Workshop • 12-13 September • ISEG / GHES – CSG
The Shadow of the Sovereign II Workshop, hosted by the GHES–CSG, brings together specialists on different national public and private credit markets to address the connections between the two markets. The research presented is expected to contribute to a fresh look on three key problems of financial history.
Most of the historical literature in early modern financial systems addresses private and public credit separately. There is still much to learn about the profound interaction between these markets, considering that they likely targeted the same investors, drew from the same pool of resources and were affected by the same public finance stresses and crises.
The research project Sovereign debt and private credit in Portugal – 1500-1797 [Portuguese Foundation for Science and Technology, PTDC/HAR-HIS/28809/2017] contributes to this discussion by taking Portugal as a showcase. In the present stage of research, three lines of research are carried out.

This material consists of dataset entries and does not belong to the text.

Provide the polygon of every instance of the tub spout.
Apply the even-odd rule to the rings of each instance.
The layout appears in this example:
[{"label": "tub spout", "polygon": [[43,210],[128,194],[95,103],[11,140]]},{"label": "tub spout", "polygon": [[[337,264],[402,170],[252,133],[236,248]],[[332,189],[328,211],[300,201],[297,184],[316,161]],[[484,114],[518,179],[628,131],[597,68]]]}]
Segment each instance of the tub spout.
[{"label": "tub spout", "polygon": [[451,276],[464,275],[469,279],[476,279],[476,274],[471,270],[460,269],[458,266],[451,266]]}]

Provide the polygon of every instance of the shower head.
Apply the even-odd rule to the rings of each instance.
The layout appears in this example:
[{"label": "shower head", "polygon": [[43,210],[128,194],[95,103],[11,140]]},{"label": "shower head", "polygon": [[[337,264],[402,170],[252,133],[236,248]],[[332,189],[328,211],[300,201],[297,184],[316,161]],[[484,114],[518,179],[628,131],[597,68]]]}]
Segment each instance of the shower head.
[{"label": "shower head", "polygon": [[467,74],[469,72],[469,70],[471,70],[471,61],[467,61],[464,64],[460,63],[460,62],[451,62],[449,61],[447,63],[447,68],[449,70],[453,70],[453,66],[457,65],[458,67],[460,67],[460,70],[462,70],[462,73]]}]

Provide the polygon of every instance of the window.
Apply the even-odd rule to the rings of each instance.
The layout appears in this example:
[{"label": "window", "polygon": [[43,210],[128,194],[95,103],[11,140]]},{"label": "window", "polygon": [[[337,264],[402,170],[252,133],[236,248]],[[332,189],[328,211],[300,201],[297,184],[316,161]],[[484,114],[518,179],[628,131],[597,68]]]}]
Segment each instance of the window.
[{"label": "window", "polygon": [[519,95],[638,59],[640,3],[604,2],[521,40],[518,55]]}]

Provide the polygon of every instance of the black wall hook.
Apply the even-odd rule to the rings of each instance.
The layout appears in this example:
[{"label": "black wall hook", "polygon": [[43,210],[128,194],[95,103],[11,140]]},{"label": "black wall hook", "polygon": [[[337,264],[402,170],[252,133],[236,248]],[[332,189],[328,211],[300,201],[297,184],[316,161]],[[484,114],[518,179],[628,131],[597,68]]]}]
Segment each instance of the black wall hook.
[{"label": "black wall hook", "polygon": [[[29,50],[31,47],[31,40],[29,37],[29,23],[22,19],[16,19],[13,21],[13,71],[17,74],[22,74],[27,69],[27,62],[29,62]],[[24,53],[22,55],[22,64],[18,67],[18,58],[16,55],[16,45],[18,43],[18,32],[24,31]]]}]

The first question addresses the modifications on debt instruments throughout different institutional contexts in early modern Europe. Long-term credit instruments had originally been developed in, and, for, the private sector. The transferability of public debt instruments provides a second research problem. While the primary market could be hurt by financial repression, the secondary market was less constrained and, thus, provides a clearer perspective on the credibility and liquidity of the credit instruments. The final issue is the sociological analysis of lenders and their different strategies according to the market in which they participate. The key question is whether governments and private borrowers did depend on the same social groups for funding.